Buraya bitişik “ikinci bölge”de, “halk milisleri” oluşturulacak ve “siyasi gösterilerle” Türkiye’nin yönetimi zaafa uğratılacaktı...

Üçüncü bölge ise “metropoller olabilir”di...

O senenin olaylı “Newroz”ları bunun uygulamasıydı...


PKK’nın bu stratejisini belirlediği dönem dikkat çekicidir: 1991’de ABD’nin Körfez savaşıyla Saddam Kuzey Irak’taki kontrolünü kaybetmiş, PKK Irak sınırımızın hemen aşağısına Pirbela, Avaşin, Metina, Hakurk ve Haftanin gibi yerlerde kamplar kurmuştu. Burayla birlikte Hakkâri ve çevresine hâkim olabilirse “ayaklanmanın merkezi ve cephe gerisi” olacak genişlikte “birinci bölge” oluşturulabilirdi. Arazinin çok dağlık olması ve taban desteği de bunu kolaylaştırıyordu.

Türkiye 2 Ekim 1992’de büyük bir sınır ötesi kara harekâtı başlattı. Çekiç Güç sebebiyle Türkiye’ye fevkalade ihtiyaç duyan Barzani ve Talabani de Zaho ve Hakurk’tan PKK’ya karşı harekete geçti.

PKK’nın yediği an ağır darbelerden biriydi bu harekât.

Talabani’nin devreye girmesiyle, Bekaa’da basın toplantısı yapan Öcalan “20 Mart-15 Nisan, koşulsuz ateş tarihleridir” diye açıklama yapmıştır.

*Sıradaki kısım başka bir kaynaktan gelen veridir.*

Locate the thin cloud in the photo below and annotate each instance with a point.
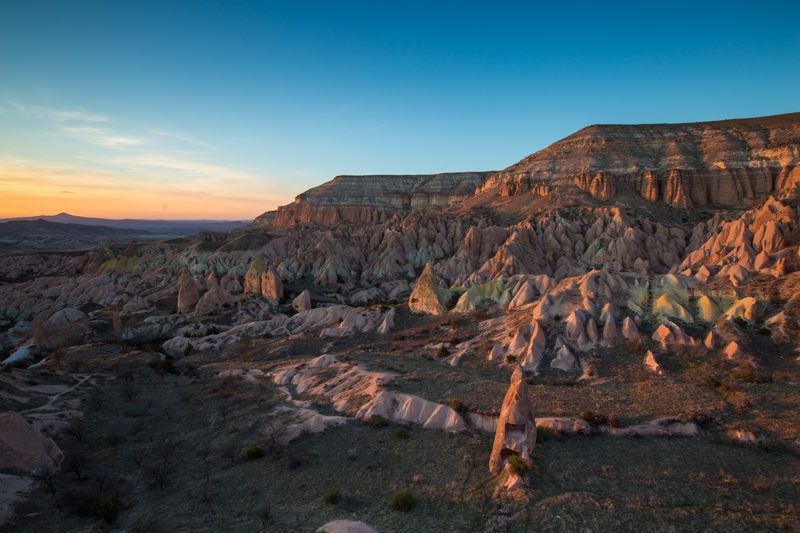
(102, 136)
(58, 115)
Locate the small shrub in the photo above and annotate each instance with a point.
(543, 434)
(456, 405)
(101, 506)
(253, 452)
(332, 495)
(750, 375)
(115, 439)
(403, 500)
(162, 366)
(377, 422)
(597, 419)
(518, 464)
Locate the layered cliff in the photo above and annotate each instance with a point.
(723, 163)
(374, 199)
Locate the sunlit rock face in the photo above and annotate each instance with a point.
(372, 199)
(685, 166)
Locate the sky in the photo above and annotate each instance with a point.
(224, 110)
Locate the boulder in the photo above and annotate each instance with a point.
(651, 363)
(346, 526)
(428, 296)
(23, 448)
(516, 426)
(564, 360)
(271, 286)
(188, 294)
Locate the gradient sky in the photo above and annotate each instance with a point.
(227, 109)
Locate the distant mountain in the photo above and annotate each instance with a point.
(44, 228)
(182, 227)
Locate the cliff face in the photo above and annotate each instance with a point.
(374, 199)
(729, 163)
(693, 165)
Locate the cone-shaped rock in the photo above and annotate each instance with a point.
(516, 426)
(428, 296)
(271, 286)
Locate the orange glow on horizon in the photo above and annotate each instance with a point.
(26, 191)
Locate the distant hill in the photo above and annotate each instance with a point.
(172, 227)
(45, 228)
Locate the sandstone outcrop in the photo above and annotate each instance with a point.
(188, 294)
(682, 165)
(23, 448)
(302, 302)
(374, 199)
(516, 426)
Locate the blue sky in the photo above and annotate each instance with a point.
(227, 109)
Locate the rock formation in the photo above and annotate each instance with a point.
(428, 296)
(187, 293)
(682, 165)
(374, 199)
(302, 302)
(263, 280)
(516, 426)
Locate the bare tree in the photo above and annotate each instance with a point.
(76, 463)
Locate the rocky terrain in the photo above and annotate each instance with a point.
(600, 336)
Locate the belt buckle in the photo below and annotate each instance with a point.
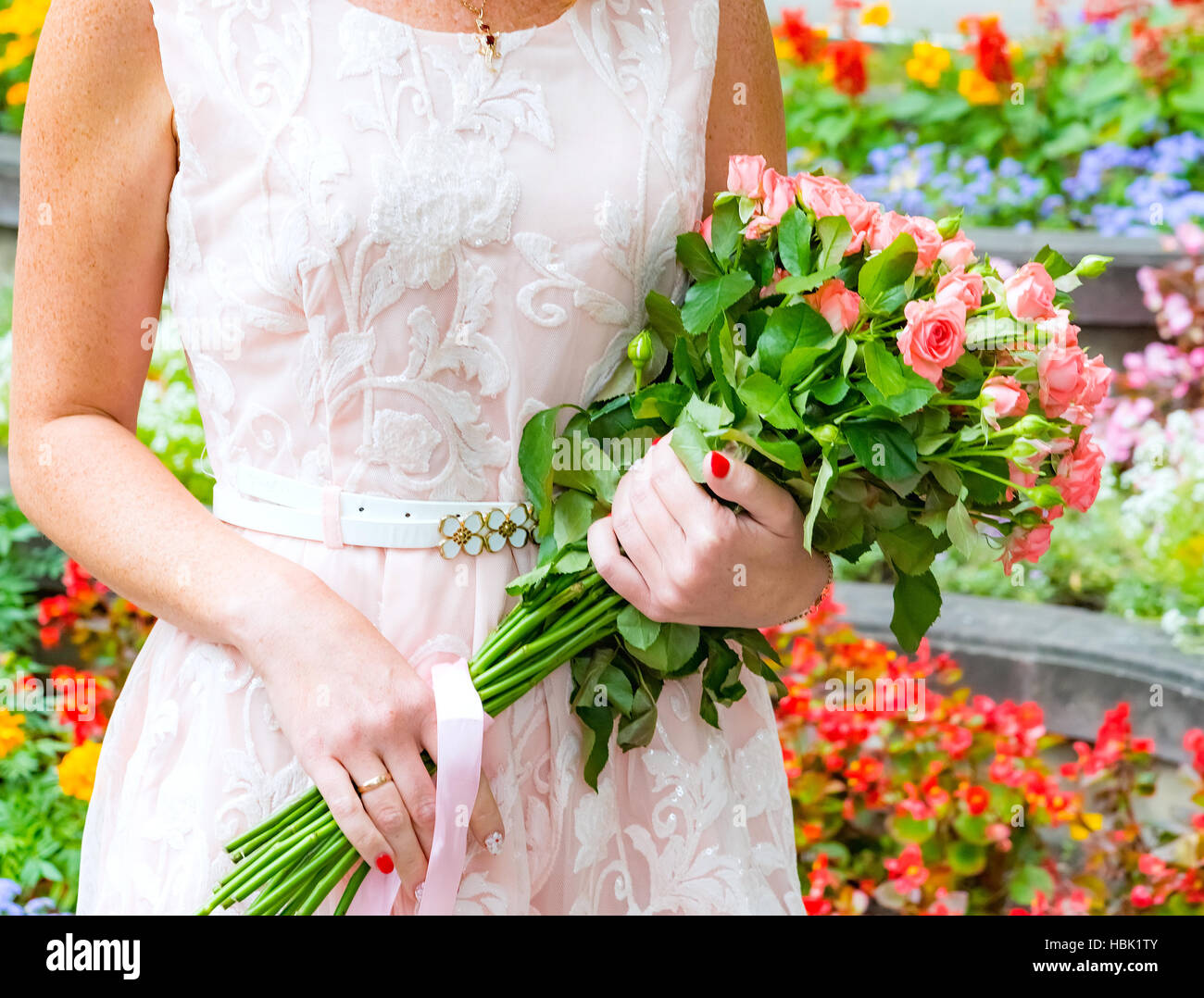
(473, 532)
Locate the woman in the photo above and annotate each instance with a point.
(388, 243)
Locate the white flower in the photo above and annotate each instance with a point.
(445, 191)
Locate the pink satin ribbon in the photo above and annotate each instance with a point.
(460, 722)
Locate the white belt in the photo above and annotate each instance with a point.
(273, 504)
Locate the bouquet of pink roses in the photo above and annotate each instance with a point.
(906, 393)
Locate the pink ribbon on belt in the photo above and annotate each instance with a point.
(460, 722)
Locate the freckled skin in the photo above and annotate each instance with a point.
(684, 556)
(97, 161)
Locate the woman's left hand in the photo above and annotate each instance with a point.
(689, 559)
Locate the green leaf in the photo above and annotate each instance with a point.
(571, 514)
(696, 256)
(769, 400)
(796, 331)
(705, 301)
(534, 461)
(883, 368)
(636, 629)
(834, 235)
(691, 447)
(883, 448)
(822, 480)
(961, 530)
(909, 547)
(671, 649)
(916, 607)
(795, 241)
(882, 281)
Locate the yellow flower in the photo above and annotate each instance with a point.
(77, 770)
(24, 17)
(17, 52)
(976, 88)
(927, 63)
(11, 736)
(878, 15)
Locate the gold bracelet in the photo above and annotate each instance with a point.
(827, 557)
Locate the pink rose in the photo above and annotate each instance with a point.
(1019, 477)
(927, 241)
(1097, 377)
(1042, 450)
(745, 175)
(934, 336)
(1058, 329)
(1030, 293)
(1060, 372)
(835, 304)
(966, 288)
(956, 252)
(778, 273)
(1008, 399)
(1026, 544)
(827, 196)
(1079, 473)
(886, 229)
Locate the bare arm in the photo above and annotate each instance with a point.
(97, 163)
(746, 115)
(670, 548)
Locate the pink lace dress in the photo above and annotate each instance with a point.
(384, 257)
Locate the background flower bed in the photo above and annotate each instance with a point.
(1096, 123)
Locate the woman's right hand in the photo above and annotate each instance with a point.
(354, 708)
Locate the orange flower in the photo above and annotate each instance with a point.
(11, 734)
(77, 770)
(927, 63)
(976, 88)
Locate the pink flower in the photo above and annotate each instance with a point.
(1097, 377)
(779, 194)
(1008, 399)
(956, 252)
(963, 287)
(778, 273)
(835, 304)
(927, 241)
(934, 336)
(1060, 371)
(887, 227)
(829, 196)
(745, 175)
(1079, 473)
(1030, 293)
(1019, 477)
(1026, 544)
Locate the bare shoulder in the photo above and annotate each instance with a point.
(746, 113)
(96, 76)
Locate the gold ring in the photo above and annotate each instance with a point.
(384, 778)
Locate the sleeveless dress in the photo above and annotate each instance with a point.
(384, 256)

Ondan sonra PKK “Burjuva gazeteleri okunmayacak, TV’ler izlenmeyecek” gibi baskılarla, “sürgünde parlamento” kurma çabalarıyla daha çok siyasi faaliyet gösterdi, tutmadı...

Terör inişli çıkışlı devam etti...

1999’da Öcalan yakalanınca uzun süreli bir sükûnet dönemine girildi.


ABD’nin 2003 Irak savaşından sonra da, PKK Türkiye’den çok uzak ve çok dağlık Kandil dağlarına yerleşti. Devrilen Saddam’ın silahlarını ele geçirdi.

Türkiye 1 Mart tezkeresini reddedince, ABD’nin Irak’taki dayanağı olan Barzani güçlendi. PKK’nın Türkiye’deki sivil tabanı da genişlemiş, “taş atan çocuklar” nesli gelmiştir.

Ve PKK 2011 Haziran’dan beri yeniden “devrimci halk savaşı”ndan bahsediyor.

PKK çıtayı da yükseltmiştir, eskiden “özerklik” kavramını “feodal” diye reddediyordu, “demokratik özerklik” adıyla adıyla paralel devlet örgütlenmesine çalışıyor.

Saddam gibi Esat’ın da ülkesinde kontrolü kaybetmesi ve Kamışlı çevresinde PYD’nin güç gösterir hale gelmesi, 1992’deki süreci hatırlatmıyor mu?

Hakkâri ilçeleriyle çevresinde eylemlerin yoğunlaşmasının anlamı budur.


‘Liberal’ arkadaşlardan bazıları PKK’nın 1999 kongresinde ayrı devlet ve birleşik Kürdistan fikrini terk ettiğini, çözüm istediğini falan söylüyorlar. O kongre, Öcalan’ın tutuklandığı dönemin kongresidir!

Bugün KCK Sözleşmesi’nde “dört parça”da paralel devlet örgütlenmesi öngörülüyor.

Elbette Ortadoğu’da diktatörler devam edemezdi, Kürt hareketi ortaya çıkacaktı. Sorun “kanlı mı, kansız mı?” sorunudur!

PKK, bir Kürt ulusçuluğu hareketidir, amacı kendi ulus-devletini kurmaktır. Bazı okurlarım “hakkımız değil mi?” diye soruyorlar. 21 yüzyıl Ortadoğusunun temel sorusu şüphesiz bu olacaktır. Türkiye’nin özelliği çok iç içe geçmiş ve demokratik bir ülke olmasıdır. Nasıl ayırabilirsiniz?! Demokratik yollar açıkken kan döken bir harekete devletin silahla karşılık vermesinden daha tabii ne olabilir?

Çözüm mü? Demokratik ülkelerde nasıl oluyorsa bizde de öyle olsun; yani silahla değil demokratik usullerle.